Mr Downes said that his venture capital investment firm was “looking for software companies that are building upon these foundational technologies to solve real problems in real enterprises”.

A number of local Irish companies and multinationals, including OpenAI, Google, Microsoft, Amazon and Boston Scientific, gave examples of how to use AI in practice.

OpenAI’s head of solution architecture, Colin Jarvis, told the Irish Independent that a number of European tourism agencies would soon visit Dublin to study how the city has developed a generative AI tourism service for visitors ot the capital.

There was also a cautionary note struck by TechIreland director and veteran investor Brian Caulfield.

“AI is not as new as we think, it's not as clever as we think, and it's not as dangerous as some may think,” he said.

“We're still a long way from artificial general intelligence.
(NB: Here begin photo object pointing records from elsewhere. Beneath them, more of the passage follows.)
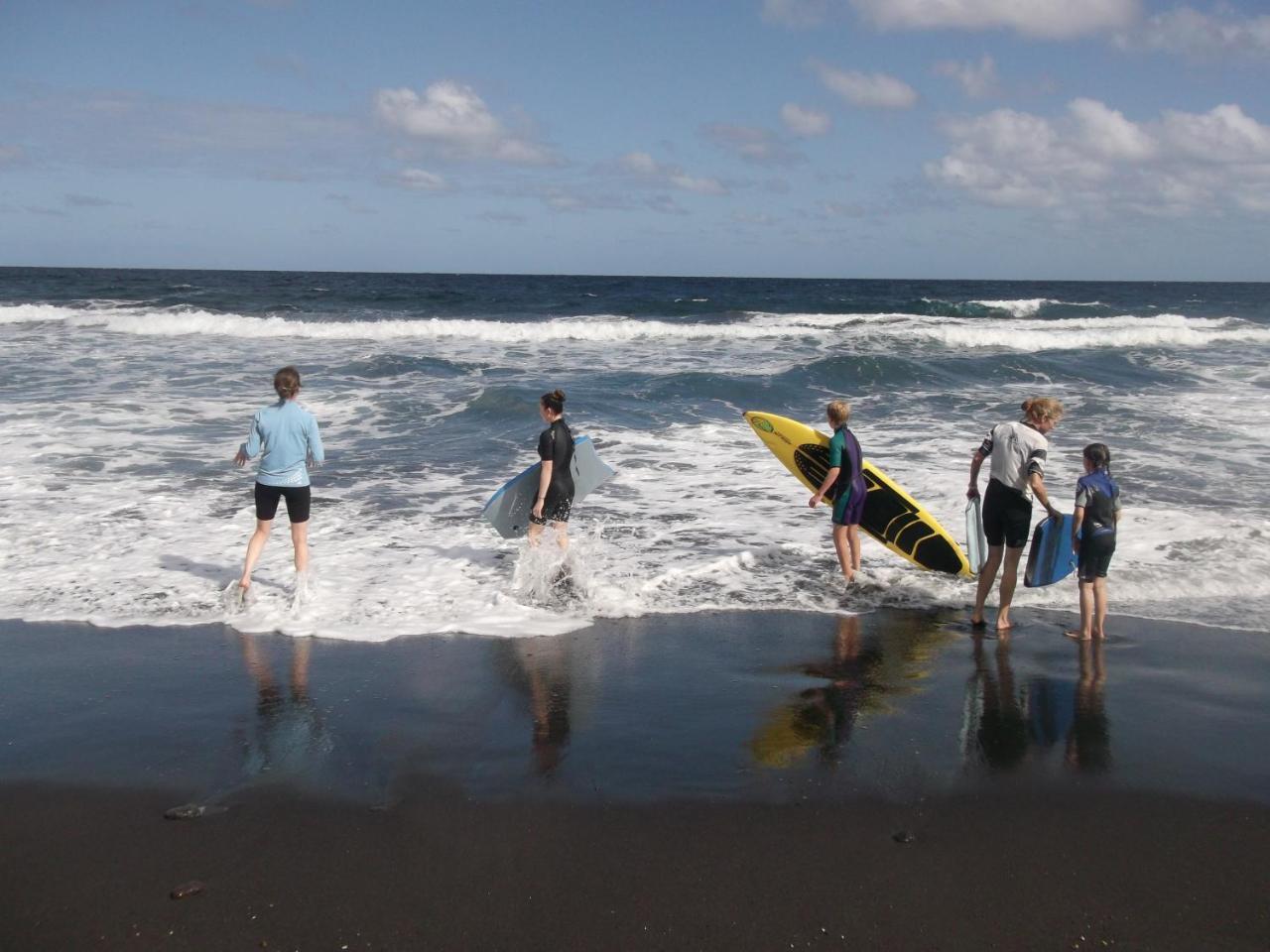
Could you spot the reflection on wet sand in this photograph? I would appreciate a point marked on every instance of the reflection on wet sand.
(1088, 743)
(287, 737)
(541, 670)
(1005, 724)
(993, 728)
(865, 674)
We have a fantastic set of tools for various applications, recognisers, generators and large language models. But these are really statistical models and we're a long way from being able to connect those components with anything that you could really call reasoning.

“I'm not saying that there are not dangers of AI that don’t need to be thought through or managed carefully. We've all seen very real harms that can come from the proliferation of convincing generative AI fakes, the dangers of hallucination bias encoded in training data sets, perpetuating inequality and so on.”

“Looking at AI broadly, I think that we're probably just past the peak of inflated expectations and heading down towards the trough of disillusionment. But I also want to remind you of [Roy] Amara’s law, which states that we overestimate the impact of technology in the short term, and underestimate the effect in the long run.”